An all-star cast of local elected officials and high-ranking law enforcement officers gathered on the steps of Santa Barbara City Hall early this evening. Even as the yellow smoke clouds of the Tea Fire billowed visibly into the skies above them, their message was upbeat and cautiously hopeful about the massively destructive and barely contained inferno still smoldering in the foothills of Montecito and Santa Barbara. Despite today’s high temperatures and low humidity levels, the Tea Fire has had virtually “no movement” along its borders since early this morning thanks in large part to fire suppression efforts and, more importantly, weaker than anticipated winds. “The wind never came up on the fire area today and that benefited us greatly,” said Santa Barbara County Fire Deputy Chief Tom Franklin, before adding, “But now is not the time to relax. Everyone has to be diligent tonight : Things could change real fast.”
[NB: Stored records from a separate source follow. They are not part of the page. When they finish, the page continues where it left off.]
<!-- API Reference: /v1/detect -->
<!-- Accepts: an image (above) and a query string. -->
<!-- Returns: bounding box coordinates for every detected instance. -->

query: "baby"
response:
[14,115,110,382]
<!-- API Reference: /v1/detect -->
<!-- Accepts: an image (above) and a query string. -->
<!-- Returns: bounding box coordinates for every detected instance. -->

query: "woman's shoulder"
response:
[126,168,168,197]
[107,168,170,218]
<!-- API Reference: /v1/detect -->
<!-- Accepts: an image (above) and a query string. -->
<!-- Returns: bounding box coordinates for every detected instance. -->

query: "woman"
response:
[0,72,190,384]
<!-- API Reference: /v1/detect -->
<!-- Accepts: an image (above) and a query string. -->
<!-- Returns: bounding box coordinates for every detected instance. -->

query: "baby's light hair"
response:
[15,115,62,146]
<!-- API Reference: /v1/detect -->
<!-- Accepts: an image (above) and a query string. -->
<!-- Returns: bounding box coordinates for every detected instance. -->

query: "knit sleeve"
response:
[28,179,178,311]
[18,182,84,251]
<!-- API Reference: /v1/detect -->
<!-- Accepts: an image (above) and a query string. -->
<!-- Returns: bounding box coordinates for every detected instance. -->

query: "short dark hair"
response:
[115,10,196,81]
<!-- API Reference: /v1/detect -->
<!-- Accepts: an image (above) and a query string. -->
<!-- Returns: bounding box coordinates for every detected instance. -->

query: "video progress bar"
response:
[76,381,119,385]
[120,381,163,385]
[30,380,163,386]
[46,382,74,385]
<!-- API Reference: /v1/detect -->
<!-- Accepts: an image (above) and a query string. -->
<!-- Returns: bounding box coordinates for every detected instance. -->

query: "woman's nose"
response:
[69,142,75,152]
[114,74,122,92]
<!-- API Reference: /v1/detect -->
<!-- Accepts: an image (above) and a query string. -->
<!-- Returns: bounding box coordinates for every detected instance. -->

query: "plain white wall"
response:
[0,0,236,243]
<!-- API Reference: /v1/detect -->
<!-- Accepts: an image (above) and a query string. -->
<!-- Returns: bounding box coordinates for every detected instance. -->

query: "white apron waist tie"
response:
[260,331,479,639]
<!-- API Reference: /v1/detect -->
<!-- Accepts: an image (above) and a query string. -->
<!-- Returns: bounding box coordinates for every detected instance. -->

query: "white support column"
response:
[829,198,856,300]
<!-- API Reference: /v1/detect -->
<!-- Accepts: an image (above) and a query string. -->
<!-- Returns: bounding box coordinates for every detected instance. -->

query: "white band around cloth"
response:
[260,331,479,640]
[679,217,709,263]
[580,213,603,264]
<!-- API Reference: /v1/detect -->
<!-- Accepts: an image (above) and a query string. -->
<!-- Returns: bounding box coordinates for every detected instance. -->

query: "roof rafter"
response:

With more than 1,500 acres scorched, an estimated 100 to 200 homes destroyed or damaged (though that number is, according to all parties involved, very fluid and wll remain so for at least the next day or two as crews get a better handle on the situation), the Tea Fire, according to Santa Barbara County Sheriff Bill Brown, was currently contained to an area roughly defined by Hot Springs Road to the east, Mission Canyon and Tunnel roads to the west and north of APS. Currently, the fire is zero percent contained while evacuations orders in effect for most, if not all, of the areas outlined above. Further, with 20 to 30 mph wind sundowner winds (i.e., northeast and offshore) forecast for much of tonight, the threat of a revival of the Tea Fire’s destructive powers remains a very real possibility. According to Brown, neighborhoods west of Mission Canyon and south of APS “need to be prepared to evacuate in a minute’s notice” tonight should current fire lines fail to hold.
Starting just after 5:45 p.m. last night, the Tea Fire became real dangerous real fast. “Basically, last night was more about evacuation than it was about firefighting,” opined City Fire Chief Ron Prince. Prince’s observation, however, points more to the sheer volume of evacuees–at one point nearly one third of the city’s population was under either mandatory evacuation or warning status–than it does the lack of heroic firefighting efforts last night. City, county, federal, and state fire crews battled the blaze through the night (some 800 personnel are currently on hand battling the Tea), saving dozens of homes from certain destruction.
Most notable was the presence of helicopter water drops all night long. A rare occurrence in the world of firefighting, Santa Barbara County is one of the few places in the nation where crews employ aerial water drops under cover of darkness thanks to night-vision goggles provided by the volunteer Santa Barbara Firefighters Alliance. All told, pilots wearing the goggles were responsible for more than 100 much needed drops last night. “Goodness knows how many more homes would have been destroyed had they not been up there flying through the night,” testified Brown. It is also believed that on-the-ground structure protection was responsible for saving at least three homes in the hard hit stretches of upper Coyote Road.
According to authorities, the cause of the fire is still unknown and is under investigation. While no fatalities have been reported, it is believed that a 98-year-old man, evacuated last night from the Circle Drive area, passed away this afternoon.